Yeast rebuild

From OpenWetWare
Jump to navigationJump to search

The big picture

  • We can now synthesize relatively long stretches of DNA
  • This makes it possible to consider rebuilding existing (small) chromosomes, or building new chromosomes, from scratch. For example, chromosomes I, III and VI in S. cerevisiae are < 350kb long, and are candidates for being rebuilt

This leads to the $64,000 question: If you were to rebuild a yeast chromosome, what changes would you make to it ? or If you were to build a new yeast chromosome, what would you put on it ?

If you're interested in understanding large-scale chromosome structure and its effects, there are (at least) a couple of different overarching goals that can drive how to answer this question:

  • The Science goal: Investigate how chromosomes are currently organized, and the importance of various elements of their organization.
  • The Engineering goal: Investigate how to build a chromosome with a particular set of capabilities independent of the actual genes on the chromosome, like a low overall recombination rate.

Chromosome/genome organization in S.cerevisiae

List of genomic elements

Essential elements of chromosomes

  • Centromeres, origins of replication, telomeres
  • A length of at least 55kb for mitotic stability and some control of copy number. (Based on a brief skim of the paper; need to re-read this more carefully) (Murray and Szostak, '83)

Gene order and distribution

  • Overall: gene order and distribution isn't random.

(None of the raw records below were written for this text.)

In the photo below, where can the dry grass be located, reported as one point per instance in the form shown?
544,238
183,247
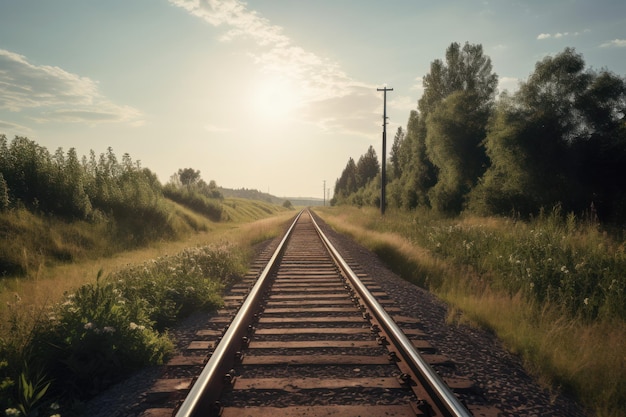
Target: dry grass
585,358
46,284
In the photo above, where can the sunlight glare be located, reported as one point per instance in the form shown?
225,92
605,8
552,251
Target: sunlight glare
275,98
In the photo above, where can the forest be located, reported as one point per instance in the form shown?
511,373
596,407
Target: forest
558,140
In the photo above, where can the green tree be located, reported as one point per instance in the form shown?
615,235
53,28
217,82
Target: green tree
346,184
458,96
394,154
559,139
367,168
456,129
188,176
4,194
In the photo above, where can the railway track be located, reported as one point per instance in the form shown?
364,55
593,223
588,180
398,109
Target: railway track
306,334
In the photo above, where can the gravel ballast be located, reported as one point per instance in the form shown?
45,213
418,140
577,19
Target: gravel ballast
477,354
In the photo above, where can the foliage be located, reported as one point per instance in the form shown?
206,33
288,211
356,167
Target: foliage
455,131
559,140
356,177
187,188
105,330
552,288
124,195
347,183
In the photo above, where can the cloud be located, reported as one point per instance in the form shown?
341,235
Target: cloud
559,35
56,94
615,43
329,96
216,129
13,127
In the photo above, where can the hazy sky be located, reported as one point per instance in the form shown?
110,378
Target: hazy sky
273,95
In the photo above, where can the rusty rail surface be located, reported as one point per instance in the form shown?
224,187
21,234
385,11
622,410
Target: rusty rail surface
300,284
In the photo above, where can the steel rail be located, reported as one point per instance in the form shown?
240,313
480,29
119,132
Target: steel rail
206,390
438,390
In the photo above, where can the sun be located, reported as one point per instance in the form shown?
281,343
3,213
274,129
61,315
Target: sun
276,98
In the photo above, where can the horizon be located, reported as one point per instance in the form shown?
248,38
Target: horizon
265,95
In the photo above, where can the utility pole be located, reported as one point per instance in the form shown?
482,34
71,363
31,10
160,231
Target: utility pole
383,178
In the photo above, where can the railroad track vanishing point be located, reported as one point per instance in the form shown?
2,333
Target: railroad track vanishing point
306,334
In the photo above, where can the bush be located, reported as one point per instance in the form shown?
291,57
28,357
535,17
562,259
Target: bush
103,331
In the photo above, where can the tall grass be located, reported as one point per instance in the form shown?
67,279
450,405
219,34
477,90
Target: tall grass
66,315
552,288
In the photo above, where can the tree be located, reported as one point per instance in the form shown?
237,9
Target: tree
466,69
4,194
394,156
188,176
456,130
367,168
559,139
454,110
346,184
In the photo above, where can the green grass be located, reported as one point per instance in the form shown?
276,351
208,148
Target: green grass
552,289
85,326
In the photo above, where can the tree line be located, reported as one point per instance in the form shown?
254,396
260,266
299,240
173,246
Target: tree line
560,139
97,188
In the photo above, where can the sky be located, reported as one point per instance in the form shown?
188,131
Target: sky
273,95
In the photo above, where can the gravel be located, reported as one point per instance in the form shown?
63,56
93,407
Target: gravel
477,354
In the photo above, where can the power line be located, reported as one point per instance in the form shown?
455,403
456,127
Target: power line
383,178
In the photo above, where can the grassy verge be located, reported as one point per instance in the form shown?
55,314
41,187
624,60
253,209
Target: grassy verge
69,330
551,289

Good overview paper: Pal and Hurst, '04
  • Genes involved in the same metabolic pathway (as defined by KEGG) tend to "cluster" on chromosomes, where "cluster" means "large region of chromosome with high concentration of pathway members, although non-members may also be present". 98% of metabolic pathways in S.cerevisiae exhibit this kind of clustering, after controlling for tandem duplicates (Lee and Sonnhammer, '03)
  • Genes that are controlled by the same sequence-specific transcription factor tend to be regularly spaced along chromosome arms. Different periods are observed for different chromosome arms. Regularities are consistent with a genome-wide loop model of chromosomes, in which co-regulated genes dynamically co-localize in 3D. (Kepes, '03)
  • Adjacent pairs of genes show correlated expression independent of their origin. Correlated triplets, but not quadruplets, were also found more often than expected by chance. Correlation maps also revealed regularly-spaced groups of correlated genes along chromosomes that might be indicative of higher-order chromosome structure. (Cohen et al, '00)
  • Statistically significant fraction of genes coding for subunits of stable complexes are located within 10-30kb of each other. This clustering may ensure better coregulation and maintain the right stoichiometry of complexes upon duplication of chromosomal segments (Teichmann and Veitia, '04)
  • Gene orientation (ie whether they’re on the plus or minus strand) can be modeled by a first-order Markov model ie the orientation of a gene depends on the orientation of the gene that precedes it. (Note: Transition probabilities for yeast are pretty close to 0.5 ie close to a random coin-flipping model, but the authors claim that the coin-flip model is statistically improbable; I can’t really judge their statistics, but I still don’t put much trust into this model.) (Simons and Morton, '03)
  • Essential genes in yeast are clustered, independent of co-expression and tandem duplication. Clusters of essential genes are in regions of low recombination and larger clusters have lower recombination rates. (Pal and Hurst, '03)
  • There is negative correlation between chromosome length and G+C content at (silent) third codon positions (GC3s) of ORFS. Chromosome III is abnormal in that it has strong clustering of GC3s; could be because it contains mating-type loci, so there’s selective pressure to keep mating-type switching an intrachromosomal reaction and thus to keep most of the chromosome (between HML and HMR) intact, leading to less structural disruption than other chromosomes (which preserves existing clusters ?) (Bradnam et al, '99)

Recombination frequency

  • There are hot- and coldspots of meiotic recombination in S.cerevisiae. Each chromosome has hotspots & coldspots; hotspots tend to cluster around regions with high G+C content whereas coldspots are nonrandomly associated with centromeres and telomeres. Hotspots are also enriched near genes involved in metabolic pathways and ionic homeostasis; coldspots were over-represented near ORFs involved in transport facilitation and intracellular transport. Some types of hotspots require transcription factor binding in order to become active. Hotspots tend to be in intergenic regions. (Gerton et al, '00)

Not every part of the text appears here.